Doha’daki turnuvada uzun aradan sonra piste çıkma heyecanını yaşayan İrem, ilk gün pul müsabakalarını başarıyla tamamladı.
“İlk günün sonunda kendimi yorgun hissetmiyordum. Ertesi gün benim için rüya gibi bir gündü.” diyen İrem, sözlerini şöyle tamamladı:
“Hayatım boyunca unutamayacağım bir andı. Çünkü olimpiyatlara Avrupa kıtasından gitmeye hak kazanan ilk sporcu olmakla birlikte aynı zaman da grand prix’te ilk 8’e kalmayı başarmıştım. Bu özgüvenimi çok yükseltti. İkinci kez ülkemi olimpiyatlarda temsil etme hakkı kazandım. Her şeyin adım adım ilerlenmesi gerektiğini düşünüyorum. İlk hedefim kota almaktı. Şimdi tüm konsantrasyonumla Tokyo’ya hazırlanıyorum. İçimde büyük bir heyecan ve mutluluk var.

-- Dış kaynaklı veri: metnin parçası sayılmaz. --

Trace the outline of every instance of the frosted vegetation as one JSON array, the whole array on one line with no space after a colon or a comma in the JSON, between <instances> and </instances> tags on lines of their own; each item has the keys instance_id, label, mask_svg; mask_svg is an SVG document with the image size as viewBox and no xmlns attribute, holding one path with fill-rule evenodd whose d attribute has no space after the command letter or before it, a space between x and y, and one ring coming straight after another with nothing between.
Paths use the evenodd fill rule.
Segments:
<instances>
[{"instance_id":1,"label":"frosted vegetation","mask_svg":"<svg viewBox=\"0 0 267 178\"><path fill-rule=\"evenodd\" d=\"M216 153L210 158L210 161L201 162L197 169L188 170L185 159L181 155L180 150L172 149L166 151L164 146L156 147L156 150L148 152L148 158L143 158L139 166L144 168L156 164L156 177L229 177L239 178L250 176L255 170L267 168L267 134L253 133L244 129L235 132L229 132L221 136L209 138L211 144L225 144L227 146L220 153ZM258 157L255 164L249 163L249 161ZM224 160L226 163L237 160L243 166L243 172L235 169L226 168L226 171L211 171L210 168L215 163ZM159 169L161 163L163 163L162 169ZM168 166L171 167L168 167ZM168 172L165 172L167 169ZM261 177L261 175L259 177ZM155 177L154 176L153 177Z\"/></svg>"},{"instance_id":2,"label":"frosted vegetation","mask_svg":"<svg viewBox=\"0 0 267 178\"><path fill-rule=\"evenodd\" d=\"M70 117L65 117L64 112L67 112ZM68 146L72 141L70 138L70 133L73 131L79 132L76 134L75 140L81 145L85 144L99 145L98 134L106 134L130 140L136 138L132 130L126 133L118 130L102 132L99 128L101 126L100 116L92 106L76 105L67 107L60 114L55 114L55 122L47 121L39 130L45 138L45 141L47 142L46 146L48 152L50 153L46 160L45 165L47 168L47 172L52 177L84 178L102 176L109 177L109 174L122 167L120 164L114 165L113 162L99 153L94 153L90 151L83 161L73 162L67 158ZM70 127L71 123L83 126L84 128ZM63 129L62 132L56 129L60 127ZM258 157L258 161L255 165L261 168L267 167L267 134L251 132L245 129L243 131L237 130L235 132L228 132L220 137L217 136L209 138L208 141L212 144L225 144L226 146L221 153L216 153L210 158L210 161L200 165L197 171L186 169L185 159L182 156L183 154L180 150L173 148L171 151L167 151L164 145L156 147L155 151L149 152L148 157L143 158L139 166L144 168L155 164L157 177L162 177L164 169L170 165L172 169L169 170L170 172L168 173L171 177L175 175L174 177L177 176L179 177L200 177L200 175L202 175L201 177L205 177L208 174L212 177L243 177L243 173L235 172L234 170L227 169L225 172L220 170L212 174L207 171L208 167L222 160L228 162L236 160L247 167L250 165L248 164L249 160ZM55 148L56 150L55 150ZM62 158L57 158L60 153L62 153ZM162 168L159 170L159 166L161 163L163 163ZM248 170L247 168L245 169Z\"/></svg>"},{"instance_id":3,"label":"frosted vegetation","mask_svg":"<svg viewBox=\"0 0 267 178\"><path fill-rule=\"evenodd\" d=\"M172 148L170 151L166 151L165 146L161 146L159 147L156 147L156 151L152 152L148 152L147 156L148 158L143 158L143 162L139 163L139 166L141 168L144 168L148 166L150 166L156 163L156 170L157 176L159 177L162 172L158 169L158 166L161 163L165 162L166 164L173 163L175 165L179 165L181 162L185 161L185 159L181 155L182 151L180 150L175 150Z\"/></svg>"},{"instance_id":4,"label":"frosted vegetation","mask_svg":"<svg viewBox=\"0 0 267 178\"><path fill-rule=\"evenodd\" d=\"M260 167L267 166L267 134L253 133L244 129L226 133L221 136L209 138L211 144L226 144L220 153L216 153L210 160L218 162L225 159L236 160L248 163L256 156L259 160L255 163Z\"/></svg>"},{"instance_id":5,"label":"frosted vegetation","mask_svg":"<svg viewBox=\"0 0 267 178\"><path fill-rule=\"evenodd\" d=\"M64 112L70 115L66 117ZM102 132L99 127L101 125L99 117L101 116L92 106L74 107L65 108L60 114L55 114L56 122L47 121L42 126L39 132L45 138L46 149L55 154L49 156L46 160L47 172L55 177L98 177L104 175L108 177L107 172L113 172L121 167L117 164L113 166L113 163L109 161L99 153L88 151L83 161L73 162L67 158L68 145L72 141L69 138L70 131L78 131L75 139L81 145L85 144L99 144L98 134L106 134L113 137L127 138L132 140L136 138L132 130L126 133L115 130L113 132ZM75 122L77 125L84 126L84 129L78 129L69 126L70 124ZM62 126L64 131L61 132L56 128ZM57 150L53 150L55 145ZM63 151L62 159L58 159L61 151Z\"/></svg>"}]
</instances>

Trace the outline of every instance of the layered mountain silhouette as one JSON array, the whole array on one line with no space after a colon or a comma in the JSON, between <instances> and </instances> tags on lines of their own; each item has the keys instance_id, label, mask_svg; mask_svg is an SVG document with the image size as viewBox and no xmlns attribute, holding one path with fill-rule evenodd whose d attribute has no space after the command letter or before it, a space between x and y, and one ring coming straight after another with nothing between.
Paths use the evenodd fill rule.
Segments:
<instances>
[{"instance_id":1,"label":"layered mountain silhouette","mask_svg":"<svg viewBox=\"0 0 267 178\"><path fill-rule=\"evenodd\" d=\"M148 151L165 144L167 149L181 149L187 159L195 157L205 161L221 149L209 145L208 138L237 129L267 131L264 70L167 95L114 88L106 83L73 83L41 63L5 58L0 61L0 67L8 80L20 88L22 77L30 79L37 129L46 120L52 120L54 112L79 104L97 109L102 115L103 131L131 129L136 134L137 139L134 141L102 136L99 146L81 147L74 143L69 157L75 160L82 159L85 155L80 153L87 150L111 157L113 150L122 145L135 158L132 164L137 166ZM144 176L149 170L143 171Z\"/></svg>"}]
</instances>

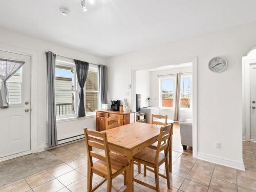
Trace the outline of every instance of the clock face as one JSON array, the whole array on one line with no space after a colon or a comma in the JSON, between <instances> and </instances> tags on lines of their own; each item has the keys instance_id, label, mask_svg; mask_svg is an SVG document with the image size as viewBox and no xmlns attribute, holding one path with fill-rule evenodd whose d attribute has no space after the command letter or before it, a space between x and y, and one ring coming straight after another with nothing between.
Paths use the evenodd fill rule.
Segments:
<instances>
[{"instance_id":1,"label":"clock face","mask_svg":"<svg viewBox=\"0 0 256 192\"><path fill-rule=\"evenodd\" d=\"M216 57L210 61L208 67L211 71L220 73L225 70L227 66L227 59L224 57Z\"/></svg>"}]
</instances>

Neler başarabileceğimi çok iyi biliyor hedeflerimi gerçekleştirmek için durmadan hayal ediyor ve çalışıyorum. Sporda birçok kez iniş çıkış yaşadım. Fakat her düştüğümde bir şekilde kalkmayı başardım. Eskrimi çok seviyor ve bana bu kadar çok imkan verdiği için her gün daha da bağlanarak bu sporu yapıyorum.”